The nano-sized molecular prisms designed by the IISc scientists by combining a platinum compound and a “clip-shaped” organic compound, emit a fluorescent light once formed. However, when they come in contact with nitroaromatic compounds such as TNT, this fluorescence dies out. “We tried this out on three different nitroaromatic compounds that have explosive potential — TNT, DNT and picric acid. We got the same encouraging results in all the cases,” Mukherjee told KnowHow.

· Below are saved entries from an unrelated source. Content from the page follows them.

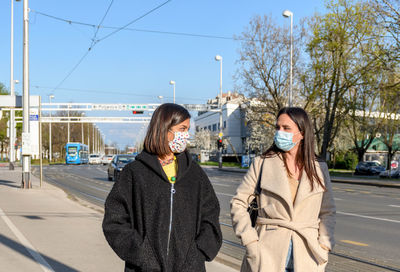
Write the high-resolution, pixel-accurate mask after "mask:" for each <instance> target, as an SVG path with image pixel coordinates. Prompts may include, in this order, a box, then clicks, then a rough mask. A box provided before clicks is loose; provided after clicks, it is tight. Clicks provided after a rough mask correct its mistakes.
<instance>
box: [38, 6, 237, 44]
mask: <svg viewBox="0 0 400 272" xmlns="http://www.w3.org/2000/svg"><path fill="white" fill-rule="evenodd" d="M32 12H35V13H36V14H38V15H42V16H44V17H48V18H51V19H54V20H57V21H61V22H65V23H68V24H75V25H82V26H87V27H92V28H105V29H117V30H118V29H120V30H128V31H136V32H147V33H157V34H167V35H176V36H189V37H199V38H210V39H223V40H243V39H241V38H233V37H227V36H219V35H210V34H197V33H185V32H173V31H159V30H150V29H139V28H128V27H125V28H124V29H121V27H116V26H99V25H95V24H89V23H84V22H78V21H73V20H68V19H64V18H61V17H57V16H54V15H50V14H46V13H43V12H40V11H36V10H32Z"/></svg>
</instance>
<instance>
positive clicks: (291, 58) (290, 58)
mask: <svg viewBox="0 0 400 272" xmlns="http://www.w3.org/2000/svg"><path fill="white" fill-rule="evenodd" d="M282 15H283V17H286V18H288V17H290V91H289V107H291V106H292V105H293V85H292V82H293V12H291V11H290V10H285V11H284V12H283V13H282Z"/></svg>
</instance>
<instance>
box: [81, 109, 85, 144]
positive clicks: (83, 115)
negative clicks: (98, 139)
mask: <svg viewBox="0 0 400 272" xmlns="http://www.w3.org/2000/svg"><path fill="white" fill-rule="evenodd" d="M83 116H85V113H84V112H82V115H81V117H83ZM81 126H82V144H85V135H84V133H83V120H82V118H81Z"/></svg>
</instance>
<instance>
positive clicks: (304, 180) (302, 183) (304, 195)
mask: <svg viewBox="0 0 400 272" xmlns="http://www.w3.org/2000/svg"><path fill="white" fill-rule="evenodd" d="M316 169H317V174H318V176H319V177H320V178H321V179H322V180H323V177H324V176H323V175H322V172H321V168H320V167H319V164H318V163H316ZM321 192H324V189H323V188H322V187H321V186H319V185H317V184H316V183H315V184H314V190H312V191H311V185H310V180H309V178H308V177H307V174H306V172H305V171H304V170H303V173H302V175H301V179H300V184H299V188H298V189H297V194H296V199H295V201H294V207H296V206H297V205H299V204H300V203H301V202H302V201H303V200H304V199H306V198H308V197H309V196H311V195H313V194H318V193H321Z"/></svg>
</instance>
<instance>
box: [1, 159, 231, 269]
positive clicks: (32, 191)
mask: <svg viewBox="0 0 400 272" xmlns="http://www.w3.org/2000/svg"><path fill="white" fill-rule="evenodd" d="M21 175H22V173H21V168H16V169H15V170H14V171H10V170H8V167H0V218H1V219H0V263H1V265H0V266H1V269H0V270H1V271H13V272H19V271H21V272H22V271H30V272H40V271H57V272H58V271H107V272H109V271H123V270H124V263H123V261H121V260H120V259H119V258H118V256H117V255H116V254H115V253H114V252H113V251H112V250H111V248H110V247H109V246H108V244H107V242H106V240H105V238H104V236H103V232H102V228H101V222H102V219H103V214H102V213H101V212H98V211H96V210H94V209H91V208H88V207H85V206H83V205H81V204H79V203H78V202H76V201H73V200H71V199H70V198H68V196H67V194H66V193H65V192H64V191H62V190H61V189H59V188H57V187H55V186H52V185H50V184H48V183H46V182H43V187H42V188H39V180H38V179H37V178H36V177H34V176H33V175H32V176H31V179H32V184H33V188H32V189H29V190H24V189H20V188H19V187H20V184H21ZM207 271H210V272H225V271H226V272H234V271H237V270H235V269H232V268H230V267H228V266H225V265H223V264H221V263H218V262H216V261H214V262H211V263H207Z"/></svg>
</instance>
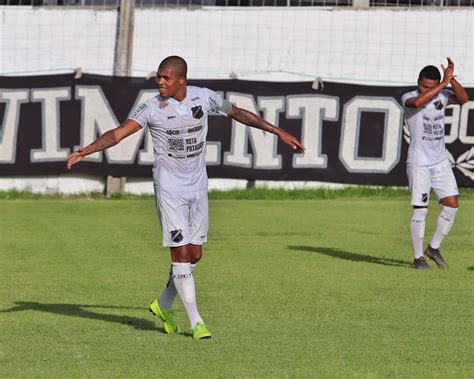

Although he thinks it is too early to talk about its application, he feels it has a potential that needs to be explored further. As the next step, Mukherjee plans to make a thin film of the material containing a large number of the tiny molecular prisms. This film, in turn, can be pasted on a metal plate to make it a handy explosive detector. “We presume that if it is a good detector, when taken into a room where a suspected explosive is kept the glow will go out. We expect it to be sensitive enough to pick up vapours emanating from the nitroaromatic compounds to quench the fluorescence.”

A represetation of how the molecular prisms are made in the lab

Vijayamohanan Pillai, head of materials chemistry at the National Chemical laboratory, Pune, thinks that it is an exciting piece of work. He says that remote, visual detection of explosives is surely the way forward. Even experts abroad have had only limited success in developing such a fluorescence-based detection system. But, Pillai cautions that specificity — the ability to detect only the explosives — is very important. “We can’t give out false alarms,” he points out.

Mukherjee says they have yet to go into that stage. “There is a lot of fine tuning to be done.” As of now, the IISc team is trying to knock out platinum from the final material. Removing a metal like platinum can actually improve the sensitivity of the sensor.

Mukherjee’s lab has also ‘self-assembled’ several other materials. In a very recent issue of the journal Angewandte Chemie, his team announced the design and synthesis of a hexagonal molecular box which is open on both ends. “It is fairly big by molecular standards; we can easily pack a fullerene — a carbon molecule of 60 atoms — inside it,” says Mukherjee. A wonder molecule, which won its inventors Robert Curl, Harold Kroto and Richard Smalley the Nobel Prize for chemistry in 1985, fullerene has since opened up a new branch in materials science.